Nous observons, en effet, des zones de conflits ou de tensions très aiguës sur plusieurs théâtres : en Ukraine d’abord. Au Proche-Orient ensuite (Israël, Syrie), dans la péninsule arabique (Yémen, mer Rouge), et en Extrême-Orient (mer de Chine méridionale, détroit de Taiwan, péninsule coréenne). Sans parler de la situation de l’Afghanistan qui n’est pas stabilisée, ni de celle du Sahel où les groupes terroristes et criminels demeurent très actifs et déterminés à conduire des actions contre l’Europe. Le monde connaît de plus une triple crise économique, migratoire et climatique. Nous sommes donc assis sur un baril de poudre et la moindre étincelle pourrait entraîner une catastrophe.
Dans ce contexte, ce qui est le moins rassurant, c’est qu’il n’y ait plus d’instruments de régulation permettant de réduire les tensions.
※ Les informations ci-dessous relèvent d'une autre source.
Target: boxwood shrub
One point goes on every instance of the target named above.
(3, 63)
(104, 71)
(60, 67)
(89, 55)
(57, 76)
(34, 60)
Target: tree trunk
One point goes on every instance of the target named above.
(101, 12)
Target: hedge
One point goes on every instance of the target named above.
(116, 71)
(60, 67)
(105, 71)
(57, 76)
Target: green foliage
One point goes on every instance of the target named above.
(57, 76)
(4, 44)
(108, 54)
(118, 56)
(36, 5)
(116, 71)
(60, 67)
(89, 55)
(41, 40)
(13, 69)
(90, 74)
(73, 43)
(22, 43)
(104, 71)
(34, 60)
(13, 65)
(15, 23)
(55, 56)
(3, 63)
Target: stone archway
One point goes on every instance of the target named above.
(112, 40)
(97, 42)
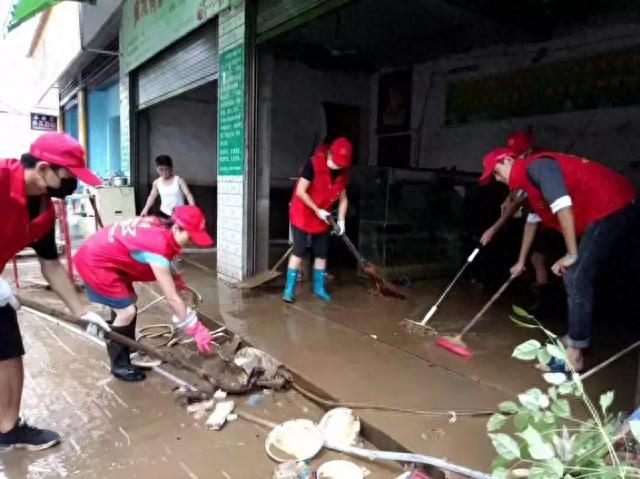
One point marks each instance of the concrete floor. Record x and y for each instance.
(112, 429)
(356, 349)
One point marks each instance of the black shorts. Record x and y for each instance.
(10, 338)
(319, 243)
(548, 241)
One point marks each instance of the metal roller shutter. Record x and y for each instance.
(190, 63)
(277, 16)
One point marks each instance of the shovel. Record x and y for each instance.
(265, 276)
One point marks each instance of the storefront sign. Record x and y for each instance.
(41, 122)
(607, 80)
(149, 26)
(231, 112)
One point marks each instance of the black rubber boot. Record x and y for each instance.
(540, 299)
(119, 354)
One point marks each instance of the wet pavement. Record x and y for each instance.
(357, 349)
(112, 429)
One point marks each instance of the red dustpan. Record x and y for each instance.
(455, 344)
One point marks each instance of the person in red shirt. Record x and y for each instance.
(323, 181)
(547, 240)
(591, 205)
(141, 249)
(51, 169)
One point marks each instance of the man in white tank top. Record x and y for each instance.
(172, 189)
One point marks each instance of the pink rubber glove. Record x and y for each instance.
(201, 335)
(179, 281)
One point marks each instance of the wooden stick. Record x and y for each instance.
(119, 338)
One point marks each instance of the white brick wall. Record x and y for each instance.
(230, 228)
(232, 208)
(125, 141)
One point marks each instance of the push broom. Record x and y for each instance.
(443, 295)
(455, 344)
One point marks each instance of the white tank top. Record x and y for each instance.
(170, 195)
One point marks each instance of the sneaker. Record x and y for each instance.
(28, 437)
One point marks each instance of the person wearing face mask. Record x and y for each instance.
(593, 207)
(547, 242)
(51, 169)
(141, 250)
(323, 181)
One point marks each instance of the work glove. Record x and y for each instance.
(194, 328)
(201, 335)
(179, 281)
(7, 296)
(97, 326)
(339, 228)
(323, 215)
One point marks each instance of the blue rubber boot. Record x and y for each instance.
(318, 285)
(289, 294)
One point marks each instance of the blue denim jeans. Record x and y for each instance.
(596, 245)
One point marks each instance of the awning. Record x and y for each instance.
(23, 10)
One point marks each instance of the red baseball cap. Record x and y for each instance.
(191, 219)
(63, 150)
(321, 149)
(519, 142)
(491, 159)
(342, 149)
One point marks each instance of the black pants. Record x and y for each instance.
(10, 338)
(319, 243)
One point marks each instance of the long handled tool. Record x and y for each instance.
(265, 276)
(446, 291)
(455, 344)
(379, 284)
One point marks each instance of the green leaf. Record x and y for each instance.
(521, 312)
(538, 472)
(635, 429)
(508, 407)
(496, 422)
(500, 473)
(538, 448)
(505, 446)
(554, 465)
(523, 324)
(566, 388)
(543, 356)
(555, 378)
(548, 417)
(555, 351)
(561, 408)
(527, 350)
(534, 399)
(606, 400)
(499, 462)
(522, 420)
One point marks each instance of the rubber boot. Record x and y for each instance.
(119, 355)
(289, 294)
(540, 299)
(318, 285)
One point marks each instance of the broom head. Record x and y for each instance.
(454, 344)
(380, 286)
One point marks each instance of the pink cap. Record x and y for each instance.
(191, 219)
(63, 150)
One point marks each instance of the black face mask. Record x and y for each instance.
(67, 187)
L’ONU est bafouée, la CPI, qui n’est pas respectée par les états-majors et l’Occident (américains, israéliens et européens), réagit de manière de plus en plus irrationnelle, rejetant, lorsque cela l’arrange, le droit international dont il est à l’origine et violant ses propres valeurs quand cela sert ses intérêts. Paradoxalement, j’observe depuis quelques années un comportement plus rationnel et bien plus responsable chez les dirigeants russes, chinois et iraniens… C’est là une étonnante révolution copernicienne qui annonce un changement profond de l’ordre international. Mais celui-ci n’est encore qu’en gestation. Espérons que son éclosion ne se fasse pas par un conflit planétaire majeur.